Shares in local defence giant Rheinmetall have plunged as much as 19% after Berlin cancelled Germany’s troubled F126 program, which would’ve delivered six of the world’s largest naval frigates in history. The defence minister (Pistorius) says the Germans are instead pivoting to eight smaller, proven frigates from ThyssenKrupp. (Naval News)
Comment: It might be a signal for how Merz wants to handle Germany’s historic Zeitenwende (turning point), leaning more towards speed, cost control, and off-the-shelf German designs rather than riskier mega-projects.
- 04
CHINA
We’ll see you in (your) court.
China-based e-commerce giant Alibaba has filed suit in California, objecting to the Pentagon’s “arbitrary and capricious” blacklisting of Jack Ma’s firm over alleged PLA links. (Al Jazeera)
Comment: That original US blacklisting of China’s consumer-facing tech giants like Alibaba was really DC targeting Beijing’s broader ‘civil-military fusion’ strategy — ie, hitting those firms feeding (willingly or not) the PLA’s modernisation. Of course, the whole situation is thick with irony for those US firms that’ve gone decades being blocked or squeezed in China’s own market with little real recourse.
- 05
UNITED STATES
Props & flattery.
Reminding everyone why the former Dutch leader is dubbed The Trump Whisperer, NATO boss Mark Rutte has appeared in the White House armed with novelty-sized charts and posters to highlight $1.2T in extra European defence spending since 2017, supporting a reported 200k US jobs. The US president still voiced disappointment over a lack of support on Iran. (EuroNews)

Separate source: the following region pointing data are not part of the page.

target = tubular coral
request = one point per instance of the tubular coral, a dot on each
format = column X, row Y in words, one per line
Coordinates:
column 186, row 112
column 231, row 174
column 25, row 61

Comment: You can safely ignore the hyperventilating about Rutte leaving his dignity at the door — he's doing his job (keeping the US on-side) ahead of next month's critical NATO summit in Turkey. On the substance, a key hurdle now might not be European slow-walking so much as US delivery bottlenecks — PwC research suggests the five main US defence primes had a $1.4T backlog last year, up 24% from 2024!
- 06
BELARUS
Capitulation?
After Ukraine's Zelensky gave the Belarusian dictator (Lukashenko) a week to deactivate the drone relay stations Putin uses to attack Ukraine, those Russian outposts are reportedly now silent. Meanwhile in Moscow, a top Putin propagandist (Solovyov) has used his primetime slot to warn "there's no money" for defensive barriers, asking "how is this possible?" (Kyiv Post)
Comment: While the Crimea chaos and Solovyov meltdown are eye-catching, the quieter Belarus story might be the most significant — if Putin’s outposts really are now offline, it hints at ascendant leverage for Zelensky. As for Putin, the fact he’s now having to pull air defences back to Moscow suggests things might only get worse for him elsewhere.